インタビュー

森山智徳 熊本 98期 S級2班
大ケガを克服してカムバック
今年の3月14日、「調子がメチャクチャ悪くて、気持ちがかなり落ちていた」という森山に、追い討ちをかけるような悲劇が襲った。
久留米2日目に出走するも最終ホーム手前で落車。後続にも乗り上げられて大ケガを負った。
診断結果は「眼底骨折」。
日常生活にも支障をきたすほどの重傷で「景色が二重に見えたりボヤけたりする。視界も狭くなるし、距離感もおかしくなるので物を掴むのも大変」という状況だった。

森山智徳 熊本 98期
リハビリを経て6月下旬に復帰するも大敗のオンパレード。
「走っていて視野がズレるから見にくい」という実害に加え、「前の煽りとかが怖くて…。なかなか最後まで踏み切れなくなってしまった」と精神面のダメージも非常に大きかった。

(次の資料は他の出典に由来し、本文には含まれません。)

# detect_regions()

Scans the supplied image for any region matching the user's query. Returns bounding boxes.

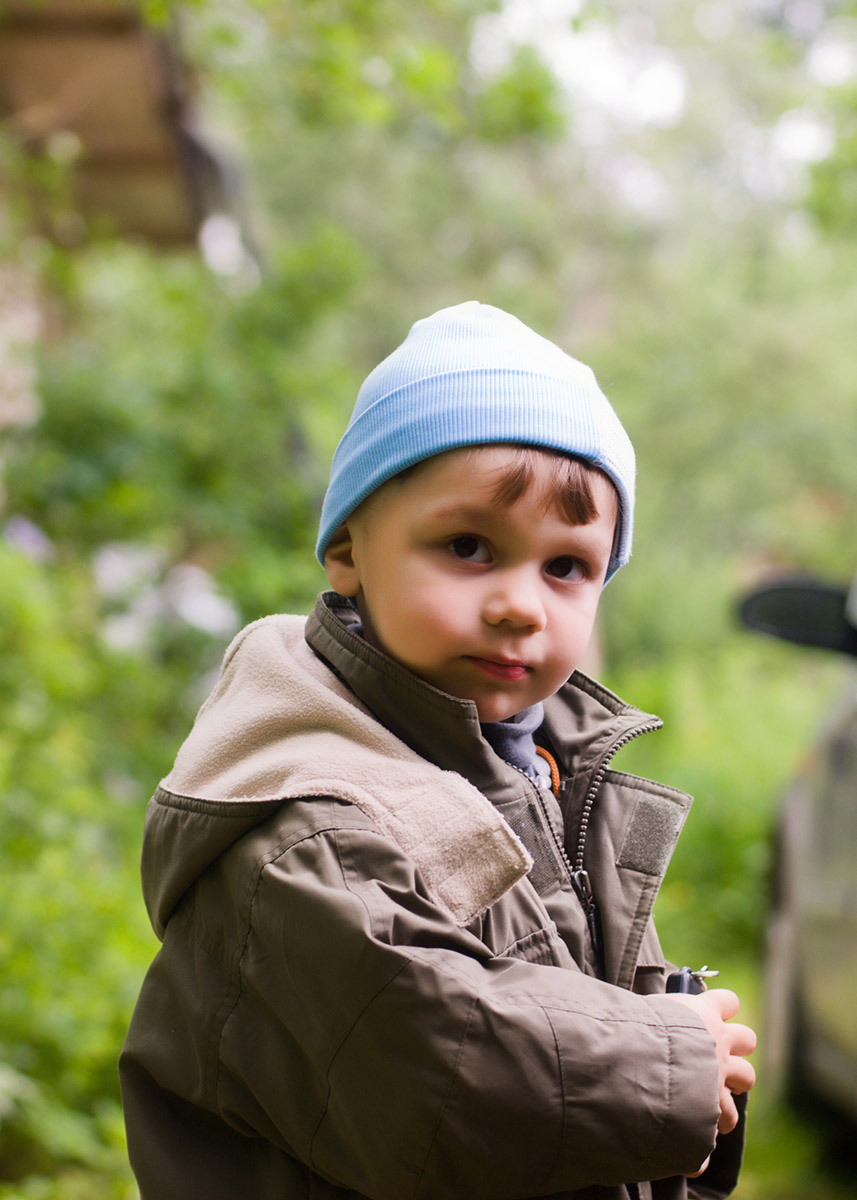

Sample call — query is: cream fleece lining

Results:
[163,615,533,926]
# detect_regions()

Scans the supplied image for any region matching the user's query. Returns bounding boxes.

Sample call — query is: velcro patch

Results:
[616,793,686,877]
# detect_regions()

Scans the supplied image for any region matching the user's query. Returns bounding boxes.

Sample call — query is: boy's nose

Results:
[482,570,547,631]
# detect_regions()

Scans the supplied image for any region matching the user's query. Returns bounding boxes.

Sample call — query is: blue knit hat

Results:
[317,301,635,581]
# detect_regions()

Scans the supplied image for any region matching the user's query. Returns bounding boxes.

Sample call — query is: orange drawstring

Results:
[535,746,561,798]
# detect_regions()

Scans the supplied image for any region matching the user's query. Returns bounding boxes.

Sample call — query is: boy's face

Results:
[324,446,617,723]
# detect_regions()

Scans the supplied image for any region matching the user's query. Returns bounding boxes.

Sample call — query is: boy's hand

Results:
[666,987,756,1136]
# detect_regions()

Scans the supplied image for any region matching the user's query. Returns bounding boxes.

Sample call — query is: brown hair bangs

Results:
[482,446,608,525]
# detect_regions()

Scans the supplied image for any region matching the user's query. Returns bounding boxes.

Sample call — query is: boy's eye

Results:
[545,556,585,581]
[448,536,491,563]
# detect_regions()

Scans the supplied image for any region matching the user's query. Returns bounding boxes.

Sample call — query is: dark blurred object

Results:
[738,571,857,1125]
[0,0,238,245]
[739,577,857,656]
[666,966,719,995]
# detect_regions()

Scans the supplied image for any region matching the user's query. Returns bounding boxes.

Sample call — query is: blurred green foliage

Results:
[2,0,857,1195]
[0,546,156,1194]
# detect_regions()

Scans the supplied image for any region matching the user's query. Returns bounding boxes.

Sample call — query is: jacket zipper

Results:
[566,719,662,966]
[524,775,604,970]
[510,715,661,971]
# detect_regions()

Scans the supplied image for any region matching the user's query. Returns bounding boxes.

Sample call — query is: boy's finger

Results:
[725,1021,757,1057]
[702,988,740,1020]
[717,1089,739,1134]
[725,1056,756,1095]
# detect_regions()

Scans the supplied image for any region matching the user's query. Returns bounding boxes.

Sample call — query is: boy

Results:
[120,302,755,1200]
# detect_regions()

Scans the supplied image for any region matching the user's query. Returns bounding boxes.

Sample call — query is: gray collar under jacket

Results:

3か月以上、車券圏内に絡むことができなかったが、実戦を重ねるうちに「だんだんと目が慣れてきた」と手ごたえをつかみ始める。
そして10月の四日市初日、ロングまくりを決めて後続をブッ千切り復帰後の初勝利を挙げた。
「このまま一生1着が取れないんじゃないかと思っていたから本当にうれしかった」と当時の心境を笑顔で振り返った。
この四日市では準決でも逃げて僅差の4着と、優参こそ逃したが自信を回復させるには十分なシリーズとなった。
「以前よりも恐怖心がないし、走っていてレースを楽しめるようなってきた。
まくりで1着が取れたし、逃げたときも久しぶりに脚が一杯になるくらいモガけた。
脚はもう完璧だと思う(笑)。あとは気持ちだけ。強い気持ちを持ってこれからも頑張っていきたい」。
続く川崎では予選9着も、まくってあわやのシーンを作り周囲を驚かせた。完全復活はもう間近とみる。
最大のセールスポイントであるダッシュ力は、あの中川誠一郎が「スゴイ」と認めるほど。
ポテンシャルの高さを考えれば、もっと大舞台で活躍できるはずだ。
大ケガからカムバックを果たした苦労人が、ここから更なる高みを目指す。